Last summer Rufe said I was so clever for my age (he said) that I ought to be in the city (I like this kind of advice) at a good school; so father and mother decided to move to the city and take Mammy Lou and spend the winter and all the other winters until I could get educated and live in a flat. So we went, me writing much sorry poetry about leaving my old home. The older I get the more I think of poetry and I reckon by the time I'm engaged I'll be crazy about it!

Our leaving was very sad, poor little Lares and Penates crying so hard at the depot where they went to tell Mammy Lou good-by that a drummer who was traveling with a kind heart gave them a quarter apiece to hush.

I never admired the name of flat from the first and when we started to rent one I admired it less than ever. It consists of a very large house, divided up, and no place to kill a chicken. There is also no place to warm your feet, nor to pop corn. In fact, there are more places where you can't do things than where you can. Rufe took us to every one in town nearly, and mammy paid particular attention to how the kitchens were fixed and asked what became of the potato peelings with no pigs to eat them up. Finally, after everything had been explained to her, she spoke up in the midst of a lady's flat with tears in her eyes and said:

"Mis' Mary, le's go back to the country whar slop is called slop; up here it's 'gawbage!'"

Father and mother were both delighted that going back had been mentioned without either one of them saying it first, for both of their feet were sore from looking for flats; and they like to have fallen over each other in agreeing with mammy.

"God never intended for human beings to live in flats," father said, after the elevator had put us down on dry land once more, drawing a deep breath.

"Nor in cities either," Rufe agreed, with a far-away look in his eyes, like he might be thinking of the chestnut hunts and black haws of his boyhood.

That night they said well, they had found out they couldn't live in the city, and they weren't going to be separated from me, and I had to be educated; so Rufe then told them that a governess was the next best thing.
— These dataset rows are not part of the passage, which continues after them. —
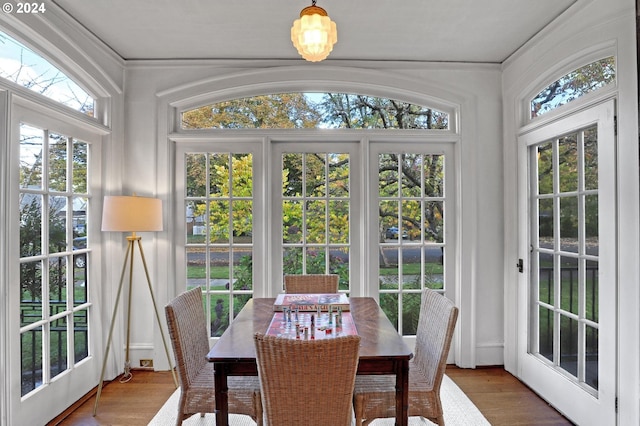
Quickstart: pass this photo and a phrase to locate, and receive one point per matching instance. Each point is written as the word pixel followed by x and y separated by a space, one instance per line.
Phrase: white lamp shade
pixel 131 214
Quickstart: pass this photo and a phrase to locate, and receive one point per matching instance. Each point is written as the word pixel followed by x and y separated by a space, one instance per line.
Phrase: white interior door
pixel 567 290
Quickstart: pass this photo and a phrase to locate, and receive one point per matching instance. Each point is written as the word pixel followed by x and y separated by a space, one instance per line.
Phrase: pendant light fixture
pixel 314 34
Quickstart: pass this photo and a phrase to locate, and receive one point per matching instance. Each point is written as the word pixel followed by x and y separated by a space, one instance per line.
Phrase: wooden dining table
pixel 382 350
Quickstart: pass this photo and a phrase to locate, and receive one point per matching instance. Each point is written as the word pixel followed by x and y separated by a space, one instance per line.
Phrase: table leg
pixel 402 393
pixel 221 389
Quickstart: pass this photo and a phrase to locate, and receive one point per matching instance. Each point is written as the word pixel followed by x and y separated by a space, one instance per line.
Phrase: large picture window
pixel 317 199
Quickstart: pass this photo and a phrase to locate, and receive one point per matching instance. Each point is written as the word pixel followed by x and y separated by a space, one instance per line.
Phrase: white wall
pixel 475 89
pixel 605 25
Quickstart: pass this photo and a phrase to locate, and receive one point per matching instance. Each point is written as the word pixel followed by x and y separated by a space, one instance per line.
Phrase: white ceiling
pixel 412 30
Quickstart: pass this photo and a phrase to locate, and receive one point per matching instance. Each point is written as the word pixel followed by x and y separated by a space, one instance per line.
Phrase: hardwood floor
pixel 500 397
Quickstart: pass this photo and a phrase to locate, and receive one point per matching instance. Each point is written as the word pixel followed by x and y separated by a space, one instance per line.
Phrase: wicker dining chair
pixel 375 396
pixel 186 321
pixel 311 283
pixel 307 382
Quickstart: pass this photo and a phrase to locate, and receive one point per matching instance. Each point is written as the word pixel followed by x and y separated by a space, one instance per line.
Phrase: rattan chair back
pixel 375 396
pixel 186 322
pixel 307 382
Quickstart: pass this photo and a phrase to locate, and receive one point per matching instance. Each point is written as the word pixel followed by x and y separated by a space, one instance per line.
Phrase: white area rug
pixel 458 411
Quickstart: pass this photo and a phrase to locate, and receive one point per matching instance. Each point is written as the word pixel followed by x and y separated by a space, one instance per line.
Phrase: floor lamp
pixel 131 214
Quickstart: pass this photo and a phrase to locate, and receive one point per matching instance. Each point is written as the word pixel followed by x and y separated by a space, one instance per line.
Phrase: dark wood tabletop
pixel 382 350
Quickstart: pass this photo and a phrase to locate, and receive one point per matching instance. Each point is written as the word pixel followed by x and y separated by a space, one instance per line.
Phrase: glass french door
pixel 567 311
pixel 52 275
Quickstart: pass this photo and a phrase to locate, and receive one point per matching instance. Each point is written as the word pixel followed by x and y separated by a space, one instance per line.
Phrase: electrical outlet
pixel 146 363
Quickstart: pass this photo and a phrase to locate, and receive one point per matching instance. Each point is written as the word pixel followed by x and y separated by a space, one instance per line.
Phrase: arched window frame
pixel 564 67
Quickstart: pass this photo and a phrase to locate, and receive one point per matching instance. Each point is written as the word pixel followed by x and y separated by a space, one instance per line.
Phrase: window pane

This sounded so much like a young girl in a book that at first I was delighted. A governess is a very clean person that always expects you to be the same. Only in books they are usually drab-colored young ladies without any nice clothes or parents, but the son of the family falls in love with them, much to their surprise, and they lose their job. Then the son gets sent away to India with his regiment, where he hopes he can meet sweet death through a bullet hole. This is the way they are in books.

Mine, though, is not anything like that, being very pretty and pink, and with a regular father and mother like other folks have. But there is a great mystery connected with her. Don't anybody but me know about it, and I don't know all about it. From the very first she seemed to have something on her mind; this is very unusual for a young girl, so I tried to find out what the cause of it was. One day at the dinner table when she had been here about two weeks father remarked that I was learning faster from her than I ever had, and he hoped that she would stay here with us until I was finished being educated and not be wanting to get married, like most young ladies. Miss Wilburn, instead of laughing as one would expect, turned red in the face (her first name is Louise) and said something that sounded like "Oh no!"

Mammy, who was in the room at the time, spoke up as she usually does and said well, there must be something wrong with her if she didn't want to marry, as all right-minded women married once and extra smart ones married as often as there was any occasion to! Instead of smiling Miss Wilburn looked more painful than ever; so mammy, who thinks enough of her to even do up her shirtwaists, changed the subject.